Comments and pictures by Paul Jackson.
A Little Journey to Connersville
By Elbert Hubbard, 1914
This booklet measures 8" x 6" and has 23
numbered pages. This pamphlet deals with E. W. Ansted and the Lexington Motor
Car Company of Connersville Indiana.
The Lexington Motor Company was founded in 1909 in Lexington, Kentucky, by Knisey Stone, a Kentucky race horse promoter, Several months later the company outgrew its building. In 1910, a group of Connersville businessmen noted that the community had too much tied up in the buggy and carriage industry, which was being displaced by the growing use of the automobile. The group enticed the infant Lexington Motor Car Company to relocate from Lexington to a new plant at 800 West 18th Street in the McFarlan industrial park. John C. Moore, the company's chief engineer, immediately started on improvements to the Lexington to keep the company ahead of its competition. His 1911 multiple exhaust was reported to give 30% more power on less fuel. Each cylinder had a separate exhaust. Dual exhaust pipes and mufflers were used. The company was promotional minded and entered both the Glidden Tour and the Indianapolis 500 in 1912.
Financial difficulties of 1913 were solved when E.W. Ansted acquired Lexington to assemble the six-cylinder Howard for a contract with a Chicago distributor. The resultant company was named Lexington-Howard. In 1915, the named changed back to Lexington Motor Company. The regular four-cylinder engine was supplemented by a light six and a supreme six. With the new Ansted engines, its cars became modern and powerful. It should be noted that from the beginning, Lexingtons like most other Indiana-built automobiles, were assembled cars, being built with components from many different suppliers. Lexingtons were popular with Thoroughbred Six and Minute Man Six models.
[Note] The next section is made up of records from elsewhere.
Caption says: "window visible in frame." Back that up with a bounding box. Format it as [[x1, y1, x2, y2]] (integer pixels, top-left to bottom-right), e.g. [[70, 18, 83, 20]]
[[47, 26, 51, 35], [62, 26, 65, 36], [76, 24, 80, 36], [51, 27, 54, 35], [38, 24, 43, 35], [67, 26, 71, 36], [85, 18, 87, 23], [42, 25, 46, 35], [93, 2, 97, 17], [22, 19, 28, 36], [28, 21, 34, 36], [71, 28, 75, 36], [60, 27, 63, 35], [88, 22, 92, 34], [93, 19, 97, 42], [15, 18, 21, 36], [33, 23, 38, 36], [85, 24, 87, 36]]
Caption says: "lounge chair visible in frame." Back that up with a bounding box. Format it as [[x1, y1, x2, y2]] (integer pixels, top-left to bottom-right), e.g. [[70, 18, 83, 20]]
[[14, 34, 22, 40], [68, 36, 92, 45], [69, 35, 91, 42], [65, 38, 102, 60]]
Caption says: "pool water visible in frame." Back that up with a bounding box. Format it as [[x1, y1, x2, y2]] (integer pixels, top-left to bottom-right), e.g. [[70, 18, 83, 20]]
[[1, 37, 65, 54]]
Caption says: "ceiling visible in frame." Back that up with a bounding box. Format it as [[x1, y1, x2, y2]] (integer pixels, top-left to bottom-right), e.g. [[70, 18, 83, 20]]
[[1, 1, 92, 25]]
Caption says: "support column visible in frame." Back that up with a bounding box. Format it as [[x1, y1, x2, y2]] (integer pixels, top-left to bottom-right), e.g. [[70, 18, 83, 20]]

Lexington's first plant expansion was in 1915. A factory building was erected just north of the office. Also built at the same time was a 100 foot smoke stack with the Lexington name in lighter color bricks. Four years later the company built a 106,050 sq.ft. assembly building just west of the office. In 1917, engineer Moore put together a new frame with a rigid box cross-section that eliminated the problem of jammed doors caused by frame flexing. This car also had an emergency brake affixed to the drive shaft. In 1918, Lexington autos featured hardtop enclosures made by the Rex Manufacturing Company of Connersville.
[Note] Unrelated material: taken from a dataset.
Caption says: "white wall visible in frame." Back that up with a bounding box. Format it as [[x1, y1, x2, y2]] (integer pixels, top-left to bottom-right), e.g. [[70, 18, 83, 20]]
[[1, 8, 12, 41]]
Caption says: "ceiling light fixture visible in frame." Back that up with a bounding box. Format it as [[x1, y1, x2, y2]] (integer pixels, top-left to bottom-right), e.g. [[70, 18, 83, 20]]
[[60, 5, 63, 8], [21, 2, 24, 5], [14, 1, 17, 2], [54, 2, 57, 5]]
The Lexington star descended about as rapidly as it had ascended. On May 10, 1927, E.L. Cord purchased Lexington and Ansted Engineering. The facilities were later used to produce Auburns, Cords, Packard-Darrins and U.S. Army Jeeps. Ansted descendants remained in the automotive business into the 1960's. William Ansted was a part owner in A.J. Foyt's 1964 Indianapolis 500 winning car. The Ansted was the successor to the Lexington and the Ansted-Lexington, it was maufactured from 1926 to 1927. Following the sale of the Lexington plant in Connersville Indiana to Auburn, the company marketed its last cars as Ansteds. They were the same as Lexingtons, differing only in their radiators, emblems, and hubcaps.